Ford announces end to production in Australia by 2016

by Kristen Gelineau THE ASSOCIATED PRESS   

Canadian Manufacturing

The move will cut 1,200 jobs and make Ford an import-only brand in Australia, where it began making cars in 1925 and is the country's third-largest auto maker.

SYDNEY, Australia—Ford Motor Co. is blaming soaring manufacturing costs and plummeting sales in its decision to shutter its two Australian auto plants, ending production in the country by 2016.

The closure of the U.S. automaker’s plants in the state of Victoria will mean the loss of 1,200 jobs and will transform the company into an import-only brand in Australia. Ford began making cars in Australia in 1925 and is the third largest auto manufacturer in the country.

“We understand the very real impact that this will have on our team,” Ford Australia President Bob Graziano told reporters at the company’s Melbourne plant. “We came to this conclusion only after thoroughly reviewing our business and exhausting all other alternatives.”

Australia’s stubbornly high dollar has put pressure on the country’s auto manufacturers, making locally-produced cars far more expensive than those made overseas.
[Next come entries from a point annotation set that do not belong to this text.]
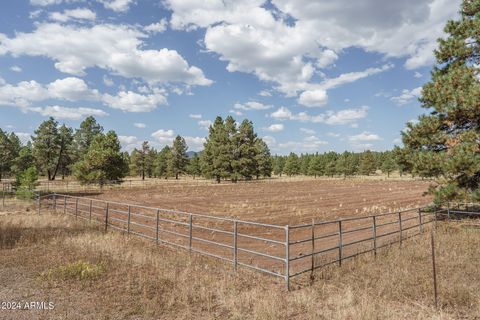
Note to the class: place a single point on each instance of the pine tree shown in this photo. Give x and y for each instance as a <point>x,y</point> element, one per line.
<point>47,145</point>
<point>193,167</point>
<point>179,158</point>
<point>161,163</point>
<point>292,165</point>
<point>103,162</point>
<point>367,163</point>
<point>279,163</point>
<point>263,159</point>
<point>84,135</point>
<point>446,140</point>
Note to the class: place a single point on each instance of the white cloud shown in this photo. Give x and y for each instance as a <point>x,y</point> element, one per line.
<point>307,131</point>
<point>313,98</point>
<point>407,96</point>
<point>130,101</point>
<point>194,143</point>
<point>158,27</point>
<point>341,117</point>
<point>116,48</point>
<point>78,14</point>
<point>108,81</point>
<point>65,113</point>
<point>251,105</point>
<point>117,5</point>
<point>364,136</point>
<point>277,127</point>
<point>24,137</point>
<point>164,136</point>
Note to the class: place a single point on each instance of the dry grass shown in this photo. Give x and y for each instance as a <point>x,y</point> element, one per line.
<point>42,259</point>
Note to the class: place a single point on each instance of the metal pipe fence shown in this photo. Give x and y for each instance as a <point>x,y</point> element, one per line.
<point>283,251</point>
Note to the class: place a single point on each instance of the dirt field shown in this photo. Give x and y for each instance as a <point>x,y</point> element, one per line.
<point>88,274</point>
<point>281,202</point>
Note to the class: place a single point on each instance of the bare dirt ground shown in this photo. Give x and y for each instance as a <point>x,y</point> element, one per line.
<point>281,202</point>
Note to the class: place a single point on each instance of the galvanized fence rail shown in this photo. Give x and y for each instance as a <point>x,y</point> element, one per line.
<point>283,251</point>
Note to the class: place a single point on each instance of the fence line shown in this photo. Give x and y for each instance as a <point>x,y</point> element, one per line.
<point>282,251</point>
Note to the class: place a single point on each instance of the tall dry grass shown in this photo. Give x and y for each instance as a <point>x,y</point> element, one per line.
<point>142,281</point>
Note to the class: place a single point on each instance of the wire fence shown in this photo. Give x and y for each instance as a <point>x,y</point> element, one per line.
<point>283,251</point>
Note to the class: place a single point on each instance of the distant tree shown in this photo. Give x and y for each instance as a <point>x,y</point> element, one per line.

Last month, Ford’s chief competitor, Holden, said it was cutting 500 jobs amid the high dollar and falling demand.


“The strength of the Australian dollar bears down on Australian manufacturing and it does make it a difficult environment for manufacturing to prosper,” Australian Prime Minister Julia Gillard said following Ford’s announcement.

The automaker also released its annual financial report, which showed a loss of $141 million Australian dollars ($136 million) after tax for the 2012 financial year. That follows a loss of AU$290 million in 2011, and a total loss of AU$600 million over the past five years.

Graziano said a reduced demand for large cars and the high price of production in Australia had left the manufacturing operation uncompetitive. Ford’s production costs in Australia are twice that of Europe and nearly four times higher than in Asia, Graziano said.

“Manufacturing is not viable for Ford in Australia in the long term,” he added.

Around 1,500 employees, including dealers and those in product development, will continue working for the company after production ends in October 2016.